Quelle reconstruction? Une chose est claire: la Ville veut un projet qui intègre du commerce au rez-de-chaussée et des logements à l’étage. Il n’y a cependant pas encore de projet clairement établi. «On sait juste plus ou moins ce qu’on veut faire: commerce et appartements. Mais avec quel opérateur?» Soit il s’agira d’un opérateur public ou alors un opérateur privé, «on mettra les choses en concurrence pour le réaliser».

A quand une nouvelle construction pour oublier l’effondrement de ces immeubles? «Je n’ai pas envie de me lancer dans des délais car on en est au début de la procédure.» Une fois que l’opérateur sera choisi, «ce sera à lui de nous dire dans quel délai il peut concevoir ce qu’on aura prévu. Mais clairement là, ça s’accélère.»

Et si les Hutois donnaient leur avis sur l’aménagement?

Dès le départ, les écolos hutois ont défendu l’expropriation ou le rachat par la Ville de Huy alors que le bourgmestre tentait la conciliation avec les propriétaires. Et là, aujourd’hui, ils sont satisfaits. «C’est une excellente nouvelle... même si cela arrive tard, explique Rodrigue Demeuse. On l’avait proposé à la Ville en juillet 2017. On a perdu près de trois ans depuis.»

Oublions le passé... mais participons à l’avenir: c’est en gros le message des Verts aujourd’hui. Le devenir de la rue Neuve mais aussi de tout le quartier doit être débattu avec les Hutois. «Le collège a visiblement une idée de ce qu’il veut y faire. Ouvrons le champ des possibles via un concours d’architectes et un débat avec les citoyens.» Cela ne risque-t-il pas de retarder encore un peu plus l’aménagement de cet emplacement? Il y a moyen, selon l’écolo hutois, d’organiser cela rapidement. En y intégrant, même, tout l’avenir de la rive gauche jusqu’à la rue Axhelière. Sera-t-il entendu?

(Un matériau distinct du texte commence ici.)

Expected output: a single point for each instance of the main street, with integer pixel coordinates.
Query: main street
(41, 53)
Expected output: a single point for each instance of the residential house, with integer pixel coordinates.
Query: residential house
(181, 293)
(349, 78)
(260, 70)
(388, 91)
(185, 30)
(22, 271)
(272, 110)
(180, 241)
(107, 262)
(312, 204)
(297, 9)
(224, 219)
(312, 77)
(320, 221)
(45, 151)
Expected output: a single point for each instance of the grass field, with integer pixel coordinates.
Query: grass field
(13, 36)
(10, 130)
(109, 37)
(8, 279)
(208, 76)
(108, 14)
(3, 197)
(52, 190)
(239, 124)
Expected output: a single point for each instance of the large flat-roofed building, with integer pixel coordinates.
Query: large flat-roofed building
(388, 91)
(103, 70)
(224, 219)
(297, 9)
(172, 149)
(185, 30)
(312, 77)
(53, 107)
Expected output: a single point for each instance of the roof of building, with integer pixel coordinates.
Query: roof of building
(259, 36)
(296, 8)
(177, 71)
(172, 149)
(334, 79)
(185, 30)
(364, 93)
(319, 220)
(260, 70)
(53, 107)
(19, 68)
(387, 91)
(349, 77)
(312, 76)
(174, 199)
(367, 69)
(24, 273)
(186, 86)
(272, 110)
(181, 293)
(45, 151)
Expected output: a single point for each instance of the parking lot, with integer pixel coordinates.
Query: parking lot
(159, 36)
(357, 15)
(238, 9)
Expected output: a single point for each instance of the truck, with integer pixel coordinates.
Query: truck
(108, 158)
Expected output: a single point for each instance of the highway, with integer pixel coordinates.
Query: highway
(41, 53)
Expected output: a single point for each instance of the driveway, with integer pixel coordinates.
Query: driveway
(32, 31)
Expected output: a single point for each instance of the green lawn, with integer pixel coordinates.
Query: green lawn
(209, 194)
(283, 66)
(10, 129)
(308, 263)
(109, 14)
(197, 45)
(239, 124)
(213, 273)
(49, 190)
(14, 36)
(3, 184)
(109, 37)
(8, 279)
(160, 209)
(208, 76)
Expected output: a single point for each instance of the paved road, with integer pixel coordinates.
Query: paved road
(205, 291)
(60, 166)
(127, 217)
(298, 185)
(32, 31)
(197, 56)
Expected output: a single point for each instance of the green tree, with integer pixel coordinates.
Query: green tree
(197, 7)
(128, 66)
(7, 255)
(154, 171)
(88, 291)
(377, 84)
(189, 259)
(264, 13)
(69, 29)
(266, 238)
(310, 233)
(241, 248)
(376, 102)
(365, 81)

Un effondrement il y a bientôt cinq ans

Le trou est bouché à la vue des passants par une palissade depuis près de trois ans. Mais il n’empêche que l’effondrement est encore dans toutes les mémoires hutoises. Le 18 septembre 2015, l’immeuble abritant le magasin Mobistar s’effondrait. La raison? Des problèmes structurels de stabilité. Les bâtiments voisins – une boucherie halal et un café-restaurant -, fragilisés, étaient démolis. Ceux qui y étaient accolés étaient étançonnés. Le magasin Zeeman, à la stabilité fragilisée, était fermé. Il est toujours debout mais n’a jamais rouvert. Il a lui aussi été racheté par la Ville.